Pechino, 21 febbraio 2026 – Le autorità cinesi hanno lanciato un piano di emergenza di livello IV per far fronte a una nuova ondata di eventi meteorologici estremi che, secondo le previsioni, colpirà diverse zone del nord tra venerdì e domenica. La notizia è arrivata nella tarda serata di ieri dall’agenzia di stampa Xinhua, mentre il Centro meteorologico nazionale (Nmc) ha emesso allerte gialle per forti venti e tempeste di sabbia, oltre a un’allerta blu per una ondata di freddo in arrivo.
Venti forti e tempeste di sabbia: le zone a rischio
L’Amministrazione meteorologica cinese indica come le aree più a rischio lo Xinjiang, la Mongolia Interna, il Gansu, il Ningxia, il Qinghai e lo Shaanxi.

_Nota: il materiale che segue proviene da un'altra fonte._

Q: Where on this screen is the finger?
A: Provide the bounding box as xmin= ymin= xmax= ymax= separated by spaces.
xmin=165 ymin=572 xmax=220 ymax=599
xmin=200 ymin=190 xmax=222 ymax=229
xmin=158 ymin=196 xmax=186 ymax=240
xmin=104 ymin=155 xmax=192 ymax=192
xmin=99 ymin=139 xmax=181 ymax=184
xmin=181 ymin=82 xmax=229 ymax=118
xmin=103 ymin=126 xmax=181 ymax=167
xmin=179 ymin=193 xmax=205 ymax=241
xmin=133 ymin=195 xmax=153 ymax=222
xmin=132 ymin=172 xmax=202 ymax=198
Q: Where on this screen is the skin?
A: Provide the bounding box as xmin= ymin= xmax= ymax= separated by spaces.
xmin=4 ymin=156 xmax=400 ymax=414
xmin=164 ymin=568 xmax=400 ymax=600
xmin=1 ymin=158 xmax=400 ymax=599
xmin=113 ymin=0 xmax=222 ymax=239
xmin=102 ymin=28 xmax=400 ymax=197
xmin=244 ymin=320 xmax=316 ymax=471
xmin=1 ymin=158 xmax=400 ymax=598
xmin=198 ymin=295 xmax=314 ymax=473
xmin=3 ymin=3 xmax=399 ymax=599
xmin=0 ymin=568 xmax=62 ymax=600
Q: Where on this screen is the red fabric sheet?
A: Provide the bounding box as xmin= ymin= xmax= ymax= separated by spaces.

Ma l’allerta riguarda anche la Cina settentrionale, il nord-est e la penisola di Shandong. Tra venerdì 23 e domenica 25 febbraio, qui sono previsti venti che potrebbero superare i 70 km/h, accompagnati da improvvise tempeste di sabbia. “La situazione sarà seguita passo dopo passo”, ha detto un portavoce del Nmc, “e non escludiamo aggiornamenti nelle prossime ore”.
Come funziona l’allerta meteo in Cina
In Cina il sistema di allerta prevede quattro livelli: il rosso è il più grave, poi arancione, giallo e blu. Anche il piano di emergenza si divide in quattro livelli, con il livello I come massimo rischio. Ora, con il livello IV, si segnala un pericolo concreto ma ancora sotto controllo, anche se tutto può cambiare se il tempo peggiora. “Abbiamo già messo in campo squadre pronte a intervenire e rafforzato i contatti con le autorità locali”, ha spiegato l’Amministrazione meteorologica.
Cosa fanno le persone e le istituzioni
Nelle città più esposte, come Urumqi e Hohhot, la gente ha cominciato a prendere le sue precauzioni. Alcuni negozi hanno chiuso prima del solito, mentre nelle scuole sono state distribuite mascherine per proteggersi dalla polvere. “Non è la prima volta che affrontiamo tempeste di sabbia”, racconta Li Wei, insegnante di una scuola elementare a Hohhot, “ma quest’anno sembrano arrivare prima del previsto”. Le autorità invitano a evitare spostamenti inutili e a seguire gli aggiornamenti ufficiali.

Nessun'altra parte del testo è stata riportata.